With the advent of tablets, smartphones and laptops, children are using new technology earlier than ever before. It’s a perfect match for them – they don’t need to sit still at a table or desk, they don’t need to negotiate a mouse – and the colours and movement on offer, at a mere touch, are irresistible.
But it’s still not known how useful these gizmos really are in helping teach basic tasks, from toilet training to reading or social skills. And there is also the crucial question of how much of the time children spend using this technology is spent constructively.
Research shows that toddlers, preschoolers and even babies are embracing mobile devices. The latest figures from the US show that 60 per cent of children aged six months to two years (as well as one in 10 babies under six months) play with mobile devices.
A study across Australia, New Zealand, the US and Britain found more two to five-year-olds are able to play games on a computer than tie their shoelaces or ride a bike. A new Android-powered tablet aimed at four-year-olds and under is in the final stages of production.
It is designed to promote interactive learning with various apps, including games, story books and music videos. But a hot debate continues about whether small children should be using this technology.
I was in a cafe the other day when I saw two children (aged one and four) busily tapping away on their iPads while mum had her coffee. The tableau drew a lot of attention from onlookers. Would they have stood out so much if carrying drawing paper or picture books? Is there anything wrong with a child learning to draw using an app?
There is a lot of hope for how technology can help children learn at school. The federal government has spent millions in the past two years alone on technology in schools, mainly laptops. Should we wait until a child is five or six or older to be introduced to technology? It’s an important question to ask.
Children are very capable learners. They learn to talk, walk, read, sing, tap dance, play soccer, all before their third or fourth birthday. Their capacity is equally outstanding when it comes to mobile technologies. They often know their way around their parent’s phone better than the parent. I have a friend whose preschooler keeps figuring out the passcode lock to their smartphone.
So the potential of mobile technologies is evident. There are hundreds of Apple and Android apps designed to develop young children’s literacy and numeracy.
Children can match numbers, play with tangrams, create artworks, play games based on their favourite story book and engage with, and even develop their own, new stories with the help of a parent. These apps offer immediate interactive responses, which is really exciting for both education and play.

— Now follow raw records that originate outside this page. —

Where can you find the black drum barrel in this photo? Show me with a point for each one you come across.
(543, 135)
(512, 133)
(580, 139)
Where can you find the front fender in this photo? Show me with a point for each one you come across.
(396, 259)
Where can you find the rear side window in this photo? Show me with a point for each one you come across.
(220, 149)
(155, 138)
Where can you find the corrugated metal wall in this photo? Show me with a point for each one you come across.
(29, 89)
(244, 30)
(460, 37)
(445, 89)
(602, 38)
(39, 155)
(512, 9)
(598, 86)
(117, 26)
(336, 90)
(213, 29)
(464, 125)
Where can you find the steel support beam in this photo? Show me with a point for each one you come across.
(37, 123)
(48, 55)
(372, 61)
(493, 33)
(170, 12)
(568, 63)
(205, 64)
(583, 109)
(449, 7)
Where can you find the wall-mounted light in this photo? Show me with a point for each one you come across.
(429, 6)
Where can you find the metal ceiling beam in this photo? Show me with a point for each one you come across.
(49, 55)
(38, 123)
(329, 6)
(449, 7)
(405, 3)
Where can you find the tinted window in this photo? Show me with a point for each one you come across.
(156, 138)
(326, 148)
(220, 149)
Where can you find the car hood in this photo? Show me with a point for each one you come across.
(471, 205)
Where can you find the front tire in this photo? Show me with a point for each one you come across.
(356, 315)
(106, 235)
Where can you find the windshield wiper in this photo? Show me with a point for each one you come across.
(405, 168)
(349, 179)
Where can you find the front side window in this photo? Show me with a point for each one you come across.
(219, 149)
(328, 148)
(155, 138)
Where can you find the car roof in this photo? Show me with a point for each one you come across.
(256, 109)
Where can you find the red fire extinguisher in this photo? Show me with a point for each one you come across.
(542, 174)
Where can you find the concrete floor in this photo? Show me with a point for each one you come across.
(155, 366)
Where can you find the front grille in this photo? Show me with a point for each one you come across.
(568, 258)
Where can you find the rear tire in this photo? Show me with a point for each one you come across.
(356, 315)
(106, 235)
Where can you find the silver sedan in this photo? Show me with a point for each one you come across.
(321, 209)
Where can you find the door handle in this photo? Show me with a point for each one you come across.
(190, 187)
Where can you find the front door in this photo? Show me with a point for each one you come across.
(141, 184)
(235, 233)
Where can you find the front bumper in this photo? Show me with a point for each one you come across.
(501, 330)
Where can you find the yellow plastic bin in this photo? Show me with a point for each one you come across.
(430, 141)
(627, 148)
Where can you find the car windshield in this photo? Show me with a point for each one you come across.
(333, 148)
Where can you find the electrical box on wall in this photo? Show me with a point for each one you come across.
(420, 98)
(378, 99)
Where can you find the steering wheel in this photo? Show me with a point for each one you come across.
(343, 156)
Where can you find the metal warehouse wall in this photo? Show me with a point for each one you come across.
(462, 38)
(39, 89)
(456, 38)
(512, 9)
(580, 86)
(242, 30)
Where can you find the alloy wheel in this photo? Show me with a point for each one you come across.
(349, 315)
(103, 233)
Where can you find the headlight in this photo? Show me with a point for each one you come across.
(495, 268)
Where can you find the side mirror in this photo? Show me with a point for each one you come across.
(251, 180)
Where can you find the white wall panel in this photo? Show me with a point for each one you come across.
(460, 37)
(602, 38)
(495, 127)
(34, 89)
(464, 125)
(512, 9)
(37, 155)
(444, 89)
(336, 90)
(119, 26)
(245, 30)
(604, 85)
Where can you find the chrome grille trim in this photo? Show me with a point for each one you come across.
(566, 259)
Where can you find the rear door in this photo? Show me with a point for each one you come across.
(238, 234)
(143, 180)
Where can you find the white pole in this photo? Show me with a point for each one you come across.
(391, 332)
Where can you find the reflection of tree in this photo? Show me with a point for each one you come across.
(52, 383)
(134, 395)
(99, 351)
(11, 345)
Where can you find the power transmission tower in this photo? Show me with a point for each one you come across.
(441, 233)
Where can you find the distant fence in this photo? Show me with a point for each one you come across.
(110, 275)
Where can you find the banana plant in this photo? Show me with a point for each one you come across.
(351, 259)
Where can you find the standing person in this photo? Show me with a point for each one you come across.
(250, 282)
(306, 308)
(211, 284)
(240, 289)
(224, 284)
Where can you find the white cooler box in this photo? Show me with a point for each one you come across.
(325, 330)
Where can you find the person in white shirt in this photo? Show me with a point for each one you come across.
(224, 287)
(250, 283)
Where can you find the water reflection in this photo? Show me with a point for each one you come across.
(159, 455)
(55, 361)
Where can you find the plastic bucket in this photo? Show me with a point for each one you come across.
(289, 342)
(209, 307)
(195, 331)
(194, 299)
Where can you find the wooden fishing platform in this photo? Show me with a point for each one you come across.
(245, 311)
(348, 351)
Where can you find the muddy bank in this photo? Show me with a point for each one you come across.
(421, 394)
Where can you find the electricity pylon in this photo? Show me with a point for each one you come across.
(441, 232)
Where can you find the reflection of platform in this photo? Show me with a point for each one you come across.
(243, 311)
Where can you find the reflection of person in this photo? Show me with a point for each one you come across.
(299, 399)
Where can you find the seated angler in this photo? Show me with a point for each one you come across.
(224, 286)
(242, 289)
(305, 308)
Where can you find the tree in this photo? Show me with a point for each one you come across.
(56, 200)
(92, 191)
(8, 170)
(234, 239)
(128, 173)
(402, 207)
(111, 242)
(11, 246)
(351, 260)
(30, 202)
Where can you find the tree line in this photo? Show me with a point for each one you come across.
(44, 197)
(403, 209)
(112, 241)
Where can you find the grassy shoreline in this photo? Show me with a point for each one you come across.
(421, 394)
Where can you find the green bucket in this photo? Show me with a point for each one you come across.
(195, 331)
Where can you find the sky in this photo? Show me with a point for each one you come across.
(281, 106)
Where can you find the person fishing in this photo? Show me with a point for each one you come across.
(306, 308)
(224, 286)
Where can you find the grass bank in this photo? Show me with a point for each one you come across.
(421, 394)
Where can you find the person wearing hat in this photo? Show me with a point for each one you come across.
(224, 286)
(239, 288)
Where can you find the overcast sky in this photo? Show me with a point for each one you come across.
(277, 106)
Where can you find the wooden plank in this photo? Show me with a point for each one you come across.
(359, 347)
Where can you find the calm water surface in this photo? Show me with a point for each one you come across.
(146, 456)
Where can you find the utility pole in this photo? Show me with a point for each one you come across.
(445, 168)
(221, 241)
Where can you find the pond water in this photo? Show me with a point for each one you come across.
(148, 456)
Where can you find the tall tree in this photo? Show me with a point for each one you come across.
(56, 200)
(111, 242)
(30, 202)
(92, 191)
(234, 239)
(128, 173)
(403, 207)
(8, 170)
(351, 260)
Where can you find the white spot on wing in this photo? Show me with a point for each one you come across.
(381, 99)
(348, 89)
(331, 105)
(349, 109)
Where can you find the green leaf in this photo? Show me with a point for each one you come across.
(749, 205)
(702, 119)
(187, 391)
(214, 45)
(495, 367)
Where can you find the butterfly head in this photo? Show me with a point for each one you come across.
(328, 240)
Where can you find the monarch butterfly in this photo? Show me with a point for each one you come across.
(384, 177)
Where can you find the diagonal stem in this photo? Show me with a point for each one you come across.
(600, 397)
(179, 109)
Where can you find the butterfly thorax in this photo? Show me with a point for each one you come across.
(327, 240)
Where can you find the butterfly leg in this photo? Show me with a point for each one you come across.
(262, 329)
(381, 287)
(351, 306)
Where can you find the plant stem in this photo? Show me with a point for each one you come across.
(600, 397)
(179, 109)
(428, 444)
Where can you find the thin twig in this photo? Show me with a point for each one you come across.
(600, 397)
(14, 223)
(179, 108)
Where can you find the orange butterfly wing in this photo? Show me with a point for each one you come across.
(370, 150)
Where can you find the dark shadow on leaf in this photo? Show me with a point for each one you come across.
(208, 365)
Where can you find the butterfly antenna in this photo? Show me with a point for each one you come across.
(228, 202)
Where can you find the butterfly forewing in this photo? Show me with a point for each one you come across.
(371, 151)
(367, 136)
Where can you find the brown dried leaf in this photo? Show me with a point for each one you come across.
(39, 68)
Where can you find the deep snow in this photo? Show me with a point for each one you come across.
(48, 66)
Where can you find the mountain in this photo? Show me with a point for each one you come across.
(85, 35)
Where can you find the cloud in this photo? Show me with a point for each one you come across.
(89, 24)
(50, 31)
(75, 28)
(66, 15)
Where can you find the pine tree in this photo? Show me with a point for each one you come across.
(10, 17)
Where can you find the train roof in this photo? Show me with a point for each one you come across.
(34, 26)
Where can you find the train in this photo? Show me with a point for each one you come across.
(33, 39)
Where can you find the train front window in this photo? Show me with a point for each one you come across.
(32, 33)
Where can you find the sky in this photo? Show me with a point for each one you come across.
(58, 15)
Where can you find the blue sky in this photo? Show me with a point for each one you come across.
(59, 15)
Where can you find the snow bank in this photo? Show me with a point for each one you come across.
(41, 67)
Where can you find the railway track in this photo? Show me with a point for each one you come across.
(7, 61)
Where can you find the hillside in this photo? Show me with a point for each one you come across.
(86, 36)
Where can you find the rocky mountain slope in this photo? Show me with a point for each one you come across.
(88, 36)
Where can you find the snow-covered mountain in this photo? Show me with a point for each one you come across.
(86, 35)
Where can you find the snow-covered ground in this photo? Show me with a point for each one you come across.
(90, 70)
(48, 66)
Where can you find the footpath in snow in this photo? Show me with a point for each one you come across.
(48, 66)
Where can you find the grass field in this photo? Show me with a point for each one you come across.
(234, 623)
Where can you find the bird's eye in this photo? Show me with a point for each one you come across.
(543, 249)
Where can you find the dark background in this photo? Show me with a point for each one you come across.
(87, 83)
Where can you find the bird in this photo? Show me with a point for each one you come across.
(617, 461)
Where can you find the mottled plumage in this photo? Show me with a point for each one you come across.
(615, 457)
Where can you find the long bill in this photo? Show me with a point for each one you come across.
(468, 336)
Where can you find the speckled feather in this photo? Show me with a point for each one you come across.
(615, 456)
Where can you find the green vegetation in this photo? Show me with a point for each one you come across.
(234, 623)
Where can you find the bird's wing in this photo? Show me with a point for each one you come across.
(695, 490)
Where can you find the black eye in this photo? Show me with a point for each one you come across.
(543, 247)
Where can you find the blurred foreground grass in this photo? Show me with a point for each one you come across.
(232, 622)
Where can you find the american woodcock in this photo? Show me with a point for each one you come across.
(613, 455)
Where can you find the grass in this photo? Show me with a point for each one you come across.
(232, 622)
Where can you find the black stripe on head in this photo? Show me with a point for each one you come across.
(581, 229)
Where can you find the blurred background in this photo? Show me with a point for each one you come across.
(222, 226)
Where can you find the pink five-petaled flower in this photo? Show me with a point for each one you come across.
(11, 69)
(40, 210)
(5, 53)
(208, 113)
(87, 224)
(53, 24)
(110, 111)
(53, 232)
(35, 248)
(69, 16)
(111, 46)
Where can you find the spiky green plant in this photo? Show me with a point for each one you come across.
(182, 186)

Many worry these devices will take over from learning the basics, but I would argue that there are lots of ways to learn the alphabet. In fact, the basics are best learnt in different ways.
For example, learning the alphabet could involve a combination of writing, board games, exploring different fonts on a laptop, discussing street signs and posters, and reading an interactive story on a tablet – the best of both the old methods and the modern world.
Many people I speak to say they prefer to educate their children the old-fashioned way, but the truth is technology provides learning opportunities that traditional methods simply don’t.
Moreover, technology is a significant feature of our contemporary life. Feeling competent and confident with it is a ”new basic” that children now also need to learn.
Some parents are even tapping into young children’s enthusiasm for mobile technologies as a way of managing behaviour. Marketing research shows that iPhones and iPads are quickly becoming the most popular pacifiers on the market. However, giving a child your mobile every time you want them to be quiet can be as detrimental to their development as giving them a lolly each time they throw a tantrum.
Consistently demanding children disengage with the world around them and expecting them to be quiet all the time limits their opportunities to learn how to engage confidently with society. It teaches them that they are not important. They may be having fun using a device, but the message is subliminal.
We should develop the skills of children to use mobile technologies as valuable learning tools. They are fast becoming a way of life for young people, and it’s our responsibility to ensure that children use them in a way that helps them reach their potential.